If you want to gather a lot of light you need a large diameter lens or mirror. The larger the diameter the more light that gets collected and the brighter the objects. With more light you can see nebulae better and galaxies really pop. Also, the larger the diameter the larger the useful magnification. Meaning you get more detail at larger magnifications.
Focal length is used to determine how large the objects will appear through the eyepiece. The larger the focal length the larger the object. Eyepieces also have a focal length that works just the opposite. The "smaller" the eyepiece the larger the object. You can calculate the magnification by just dividing the telescope focal length by the eyepiece focal length. For example: a 700mm focal length will have a 28x magnification (28 times bigger than viewing with the naked eye) when using a 25mm lens (700mm/25mm=28x) or a 70x magnification with a 10mm lens (700mm/10mm=70x). A 350mm focal length would have half the magnification potential of 700mm with the same eyepieces (350mm/25mm=14x).
A motorized mount is great for a beginner. They typically come with a simple hand-held computerized keypad that can find objects for you. If set up accurately you don't have to know where Saturn or Andromeda are to be able to find them. They also can continuously move the scope for you to track the movement of the sky. (Yes, it's the earth that is rotating, but from the perspective of the viewer it's the sky that's moving.) And at high magnifications the objects can move out of the eyepiece very rapidly. The on-board computer can also take you on a sky tour and show you things you may not have previously known about.
However, motor mounts can really cause the price to jump. They also can take some time and finesse to set up. The computer needs to get everything aligned before it can accurately find objects and reliably track them. This can be fun or frustrating depending on your personality. The tripod needs to be leveled. Then the scope gets leveled and aimed north. Then you begin the alignment by entering the time and date, location on earth (nearest city or lat/long), and aligning to 2 stars. If done right and if the batteries are fresh it can make for a great night of viewing. But if done wrong or your batteries begin to die (and they do eat through batteries in just a few nights) it can quickly lead to frustration and packing things up early.

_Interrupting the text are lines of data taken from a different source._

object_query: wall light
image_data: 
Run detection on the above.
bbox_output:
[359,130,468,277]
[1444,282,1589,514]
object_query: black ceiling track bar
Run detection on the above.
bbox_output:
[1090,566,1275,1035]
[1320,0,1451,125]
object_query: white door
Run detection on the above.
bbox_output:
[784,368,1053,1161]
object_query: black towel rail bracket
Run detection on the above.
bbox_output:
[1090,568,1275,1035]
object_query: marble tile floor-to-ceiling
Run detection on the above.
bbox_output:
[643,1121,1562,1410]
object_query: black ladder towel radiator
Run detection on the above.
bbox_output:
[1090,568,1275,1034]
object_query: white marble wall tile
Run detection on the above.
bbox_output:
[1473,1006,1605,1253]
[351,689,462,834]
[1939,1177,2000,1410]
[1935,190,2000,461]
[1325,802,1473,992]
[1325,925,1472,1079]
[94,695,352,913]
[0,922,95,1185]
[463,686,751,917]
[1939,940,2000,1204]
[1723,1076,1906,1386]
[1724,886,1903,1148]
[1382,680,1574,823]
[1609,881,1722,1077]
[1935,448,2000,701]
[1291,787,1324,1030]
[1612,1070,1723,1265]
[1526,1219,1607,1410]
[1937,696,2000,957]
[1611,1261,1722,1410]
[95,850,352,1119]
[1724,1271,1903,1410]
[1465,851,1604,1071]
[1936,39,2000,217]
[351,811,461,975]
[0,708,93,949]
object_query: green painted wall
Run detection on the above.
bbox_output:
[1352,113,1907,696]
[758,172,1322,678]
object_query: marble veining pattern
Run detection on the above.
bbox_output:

Telescopes without a motor mount do force you to learn the sky though, and that can be very beneficial to having a good time without the extra complicated setup or relying on battery power.
Some telescopes that don't come with a motor mount can sometimes be upgraded by buying the mount separately. This is not typical though. So if this is something you want to do to spread out the starting expense then be very careful to see if this is an option for the scope you are interested in.
The bare minimum accessories that I recommend for a beginner are:
25mm eyepiece (most scopes come with this)
Barlow lens (this doubles the magnification of any eyepiece)
Lunar filter (cuts the glare and gives greater contrast)
A star chart, the very simple and cheap rotating type
A field guide to astronomy
A protective case for storage and transport (many scopes just come packed in styrofoam and cardboard and this is not suitable for constant use)
A flashlight with a red filter (so you can see in the dark without affecting your night vision)
There are many other filters available and can be bought individually or in a pack. Color filters are good for bringing out planetary, nebula, or galaxy details. A light pollution filter is good to filter out the wavelength of light typical to city lights. A solar filter is a must for any viewing of sun spots or solar eclipse. (Most filters screw on to the eyepiece, but solar filters attach to the outside of the telescope where the light enters. This protects the optics from getting damaged by the heat of the sun.)
If your scope can handle the higher magnification then a 3.5mm eyepiece is also good to have.
Purchasing accessories can really break the bank though, so keep them in mind when setting your budget.
Other notable things
I recommend sticking to well known names (Orion, Celestron, Meade, Edmund Scientific).
Make sure the eyepiece tube of any scope you buy takes a standard eyepiece size of 1.25" or 2". The 1.25" size is typical for most scopes and has more and affordable accessories.